We note first that division by zero is not allowed and that for this reason \(8x+6\) may not be equal to zero and that therefore \(x=-{{3}\over{4}}\) is not a solution.

We now distinguish two cases, namely \(8x+6>0\) and \(8x+6<0\).
In both cases we multiply the inequality on both sides by \(8x+6\) because we then get a linear inequality, for which we know there is a solution method.

Suppose \(8x+6>0\), i.e. \(x> -{{3}\over{4}}\). Then we get \(2<-6(8x+6)\).
When we move everything with \(x\) to the left and all constant terms to the right, we get \(48x<-38\).
Then, dvision by the coefficient of \(x\)gives \(x < -{{19}\over{24}}\).
So we have the following system of inequalities: \(x> -{{3}\over{4}}\,\wedge\; x < -{{19}\over{24}}\)
and this simplifies to \(\text{an empty solution set}\).
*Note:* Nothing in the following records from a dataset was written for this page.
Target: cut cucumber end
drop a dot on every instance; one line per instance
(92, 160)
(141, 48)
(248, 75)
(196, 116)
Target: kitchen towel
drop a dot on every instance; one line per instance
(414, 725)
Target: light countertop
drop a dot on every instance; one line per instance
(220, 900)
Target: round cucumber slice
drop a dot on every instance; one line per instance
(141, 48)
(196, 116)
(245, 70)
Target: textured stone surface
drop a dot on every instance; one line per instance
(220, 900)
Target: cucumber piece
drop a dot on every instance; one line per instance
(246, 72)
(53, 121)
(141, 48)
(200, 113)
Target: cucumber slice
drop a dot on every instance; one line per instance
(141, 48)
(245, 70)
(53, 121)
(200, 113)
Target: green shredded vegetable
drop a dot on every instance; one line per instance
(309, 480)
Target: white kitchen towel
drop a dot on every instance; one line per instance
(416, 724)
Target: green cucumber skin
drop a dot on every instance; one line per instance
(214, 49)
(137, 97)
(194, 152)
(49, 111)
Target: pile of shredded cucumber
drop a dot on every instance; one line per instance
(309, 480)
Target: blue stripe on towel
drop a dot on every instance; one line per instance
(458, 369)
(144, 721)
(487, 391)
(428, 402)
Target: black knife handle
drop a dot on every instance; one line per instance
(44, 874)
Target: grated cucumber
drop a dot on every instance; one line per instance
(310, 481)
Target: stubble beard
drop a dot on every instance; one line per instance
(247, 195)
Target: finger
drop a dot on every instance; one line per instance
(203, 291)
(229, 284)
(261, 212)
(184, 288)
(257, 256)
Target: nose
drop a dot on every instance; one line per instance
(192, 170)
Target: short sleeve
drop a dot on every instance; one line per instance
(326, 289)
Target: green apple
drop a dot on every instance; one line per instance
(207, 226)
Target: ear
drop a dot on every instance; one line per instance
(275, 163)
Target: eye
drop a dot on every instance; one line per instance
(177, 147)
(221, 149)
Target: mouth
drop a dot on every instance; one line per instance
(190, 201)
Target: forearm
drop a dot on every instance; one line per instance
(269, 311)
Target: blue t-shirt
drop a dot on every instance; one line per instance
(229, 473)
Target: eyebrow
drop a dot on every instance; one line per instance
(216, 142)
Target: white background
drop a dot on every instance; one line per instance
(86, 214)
Suppose \(8x+6<0\), i.e. \(x< -{{3}\over{4}}\). Then we get \(2>-6(8x+6)\).
When we move everything with \(x\) to the left and all constant terms to the right, we get \(48x>-38\).
Then, division by the coefficient of \(x\) gives \(x > -{{19}\over{24}}\).
So we have the following system of inequalities: \(x< -{{3}\over{4}}\,\wedge\; x > -{{19}\over{24}}\)
and this simplifies to \(-{{19}\over{24}}\lt x\lt -{{3}\over{4}}\).

The solution of the original inequality is \(-{{19}\over{24}}\lt x\lt -{{3}\over{4}}\).